Tasks in CrewAI are discrete units of work assigned to agents. Each task specifies a description, an expected output format, and the agent responsible for completing it. Tasks can be chained with dependencies, allowing complex workflows in which the output of one task becomes the input context for the next.

Core Components

CrewAI is built around four primary abstractions: agents, tasks, tools, and crews. Agents are the autonomous reasoning units, backed by an LLM of the developer's choice — commonly GPT-4o, Claude, Gemini, or an open-weight model served locally. Tools extend what agents can do beyond pure language generation: web search, code execution, file reading, database queries, and API calls can all be packaged as tools and made available to agents. Crews are the top-level orchestration objects that coordinate agents and tasks according to a defined process.

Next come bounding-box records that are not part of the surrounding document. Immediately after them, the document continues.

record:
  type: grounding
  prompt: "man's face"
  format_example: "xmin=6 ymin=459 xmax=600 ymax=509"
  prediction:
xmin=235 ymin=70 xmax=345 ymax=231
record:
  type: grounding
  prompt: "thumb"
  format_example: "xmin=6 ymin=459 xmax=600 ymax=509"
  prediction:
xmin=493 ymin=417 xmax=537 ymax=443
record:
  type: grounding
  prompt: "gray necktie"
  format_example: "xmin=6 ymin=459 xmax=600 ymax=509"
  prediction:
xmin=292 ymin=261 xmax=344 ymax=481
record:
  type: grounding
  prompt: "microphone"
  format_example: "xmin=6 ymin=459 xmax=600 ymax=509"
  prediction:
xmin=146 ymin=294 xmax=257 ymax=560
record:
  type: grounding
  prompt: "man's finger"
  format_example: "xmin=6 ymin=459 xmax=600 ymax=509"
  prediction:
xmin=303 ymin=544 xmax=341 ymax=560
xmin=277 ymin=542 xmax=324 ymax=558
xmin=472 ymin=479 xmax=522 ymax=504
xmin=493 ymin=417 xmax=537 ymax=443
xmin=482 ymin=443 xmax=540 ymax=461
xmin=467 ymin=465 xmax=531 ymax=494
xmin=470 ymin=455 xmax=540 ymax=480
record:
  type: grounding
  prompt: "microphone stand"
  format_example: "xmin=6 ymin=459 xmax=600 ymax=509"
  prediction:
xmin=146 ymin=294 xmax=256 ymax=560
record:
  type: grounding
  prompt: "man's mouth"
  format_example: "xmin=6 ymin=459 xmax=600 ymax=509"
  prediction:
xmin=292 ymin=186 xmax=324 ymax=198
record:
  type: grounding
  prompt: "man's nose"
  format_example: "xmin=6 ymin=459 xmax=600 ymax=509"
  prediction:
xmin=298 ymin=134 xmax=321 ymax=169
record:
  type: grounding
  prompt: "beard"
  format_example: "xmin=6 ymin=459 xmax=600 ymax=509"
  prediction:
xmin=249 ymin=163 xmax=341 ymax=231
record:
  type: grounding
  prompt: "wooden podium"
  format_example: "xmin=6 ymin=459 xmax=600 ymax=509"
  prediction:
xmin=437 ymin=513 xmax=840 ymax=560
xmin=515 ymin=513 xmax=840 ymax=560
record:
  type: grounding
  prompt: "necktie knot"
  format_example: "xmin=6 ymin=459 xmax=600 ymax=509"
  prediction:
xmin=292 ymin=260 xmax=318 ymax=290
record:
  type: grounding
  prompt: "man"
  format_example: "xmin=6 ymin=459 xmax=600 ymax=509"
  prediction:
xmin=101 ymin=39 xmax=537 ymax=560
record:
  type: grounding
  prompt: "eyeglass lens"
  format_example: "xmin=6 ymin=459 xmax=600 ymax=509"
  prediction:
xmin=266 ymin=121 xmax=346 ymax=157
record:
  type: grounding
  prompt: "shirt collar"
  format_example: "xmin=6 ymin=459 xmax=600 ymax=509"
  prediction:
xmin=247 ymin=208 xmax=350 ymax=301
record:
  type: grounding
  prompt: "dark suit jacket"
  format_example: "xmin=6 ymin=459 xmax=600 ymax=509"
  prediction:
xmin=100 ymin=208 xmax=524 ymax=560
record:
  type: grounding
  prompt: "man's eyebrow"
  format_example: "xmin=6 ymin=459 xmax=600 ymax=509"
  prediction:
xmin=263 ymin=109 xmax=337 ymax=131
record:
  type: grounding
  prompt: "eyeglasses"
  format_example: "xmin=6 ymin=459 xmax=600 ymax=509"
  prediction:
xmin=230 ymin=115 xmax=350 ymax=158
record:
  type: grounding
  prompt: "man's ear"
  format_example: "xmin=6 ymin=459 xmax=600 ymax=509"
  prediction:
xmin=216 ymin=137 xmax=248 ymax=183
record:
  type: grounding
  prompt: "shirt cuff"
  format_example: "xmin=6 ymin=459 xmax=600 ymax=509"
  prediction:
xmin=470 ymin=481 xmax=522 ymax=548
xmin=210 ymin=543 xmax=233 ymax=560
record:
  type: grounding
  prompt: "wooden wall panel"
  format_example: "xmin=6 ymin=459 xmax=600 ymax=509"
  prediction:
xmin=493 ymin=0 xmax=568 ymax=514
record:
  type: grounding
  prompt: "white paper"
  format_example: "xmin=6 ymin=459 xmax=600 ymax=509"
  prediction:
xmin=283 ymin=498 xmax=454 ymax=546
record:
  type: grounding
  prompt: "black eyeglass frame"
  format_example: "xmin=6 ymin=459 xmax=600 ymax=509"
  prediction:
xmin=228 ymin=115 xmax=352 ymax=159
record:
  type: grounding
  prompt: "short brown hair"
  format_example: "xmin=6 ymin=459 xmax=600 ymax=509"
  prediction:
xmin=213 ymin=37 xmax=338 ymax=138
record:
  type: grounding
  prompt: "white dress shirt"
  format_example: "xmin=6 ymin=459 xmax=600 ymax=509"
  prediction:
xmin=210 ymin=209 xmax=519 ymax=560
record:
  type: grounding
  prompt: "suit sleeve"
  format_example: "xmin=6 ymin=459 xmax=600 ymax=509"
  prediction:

The framework integrates with LangChain for tool definitions and supports Hugging Face models, Ollama-served local models, and any provider with an OpenAI-compatible API, meaning developers can run CrewAI entirely on local hardware for privacy-sensitive applications.

Execution Modes

CrewAI supports several execution patterns. In sequential mode, tasks are executed one after another in a fixed order, with outputs passed along the chain. In hierarchical mode, a manager agent directs other agents — deciding which agent should handle which sub-task and synthesising results. Conditional flows allow branching logic based on task outputs, enabling dynamic workflows that adapt to intermediate results rather than following a predetermined path regardless of context.

Enterprise Adoption and Growth

CrewAI grew rapidly after its January 2024 launch. Within six months the company had attracted over 150 enterprise customers, and by its Series A funding round in October 2024, led by Insight Partners, the framework had accumulated over 30,000 GitHub stars. Enterprise clients including PwC, IBM, Capgemini, and NVIDIA deployed CrewAI to automate complex business workflows. By early 2026, the company reported powering 1.4 billion agentic automations globally.

CrewAI Inc. offers a managed platform alongside the open-source framework, providing observability dashboards, deployment infrastructure, and enterprise support contracts. The managed platform includes tools for monitoring agent behaviour, diagnosing failures in multi-step workflows, and enforcing usage policies at scale.

Comparison with Other Frameworks

CrewAI occupies a distinct position in the multi-agent framework landscape. Compared to Microsoft's AutoGen (which centres on conversational back-and-forth between agents) and LangGraph (which represents workflows as directed acyclic graphs), CrewAI emphasises the crew and role metaphor, making it conceptually accessible to non-engineers designing business workflows. Its Python-first, open-source design has attracted a large developer community, and its managed platform provides a deployment path for enterprise adoption without requiring organisations to maintain their own infrastructure.

References

  1. Moura, J. (2024). CrewAI: Framework for orchestrating role-playing, autonomous AI agents. GitHub.
  2. Insight Partners. (2024). How CrewAI is orchestrating the next generation of AI Agents. Insight Partners Blog.
  3. Wikipedia. (2026). CrewAI. Wikimedia Foundation.
  4. Latenode. (2025). CrewAI Framework 2025: Complete Review of the Open Source Multi-Agent AI Platform. Latenode Blog.
  5. GitHub. (2026). crewAIInc/crewAI repository statistics. github.com/crewAIInc/crewAI.